Colm Cooper On . . .
“Any time there is a first thing done in the GAA, there are always questions. I knew it would create debate and opinion. That is part of it. Anything that is new can be slow and there will be questions as to where it is going and whether it will become the new norm. there has been a lot written and said and I will probably have my say in coming weeks. But am I surprised it got as much air play? Yes and no. I knew it would create debate but maybe not as much. Maybe I needed to realise that this was the GAA."
His generation of Kerry/Dublin players meeting up in the future.

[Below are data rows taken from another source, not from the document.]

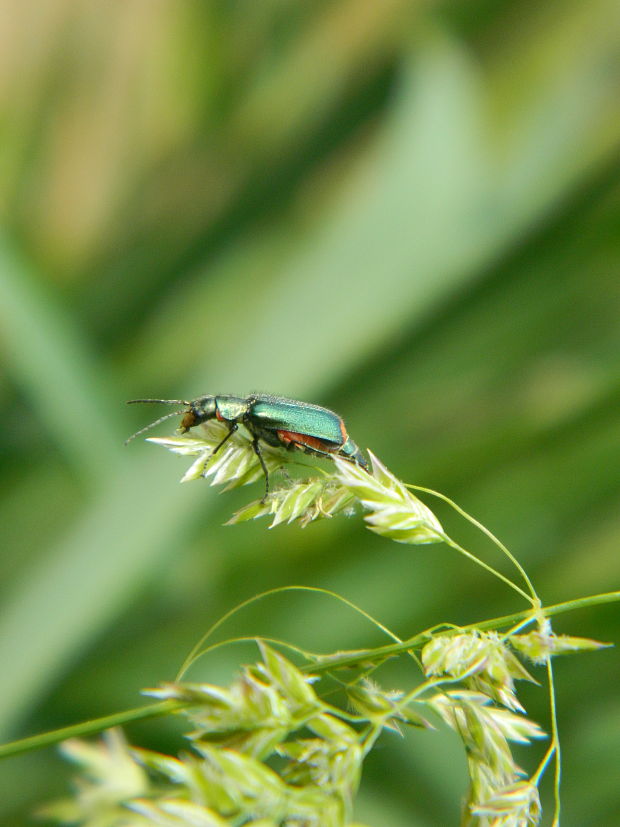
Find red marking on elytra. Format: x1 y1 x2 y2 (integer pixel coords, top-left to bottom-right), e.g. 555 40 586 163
276 431 338 451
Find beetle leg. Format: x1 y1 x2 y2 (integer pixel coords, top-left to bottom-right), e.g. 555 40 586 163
211 422 239 456
252 436 269 503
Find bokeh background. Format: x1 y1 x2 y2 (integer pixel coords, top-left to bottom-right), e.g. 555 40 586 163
0 0 620 827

“I don’t think that is going to happen with any teams because if you go back to the socialising: it just didn’t happen. Those boys [the 1970s teams) are down at the Listowel races each year. Look, if I was in Dublin at an event I would happily have a pint with any of ‘em. I am in no way bitter. I may be pissed off about things but you move on. Things happen on the pitch the whole time. You mighn’t be happy and you might exchange words. And you probably will remember these things. But I wouldn’t go out of my way to blank someone. He will never be my best friend, like.”
Whether toughness is the least-mentioned quality needed to play for Kerry.
“Absolutely. And ballsy and . . . excuse my language but if you are not a tough bastard you won’t survive in that environment. Even me coming in and experiencing tough meetings after defeats. Always after a defeat to Cork there was an inquest. We had to call each other out at times. And the first time I sat in I was thinking, fuck it, fellas won’t talk to each other ever after this. But within a night or two it was grand and we were back helter-skelter training and all is put to one side. And the intensity and honesty at training is back and there is a bit of clipping, which is good.”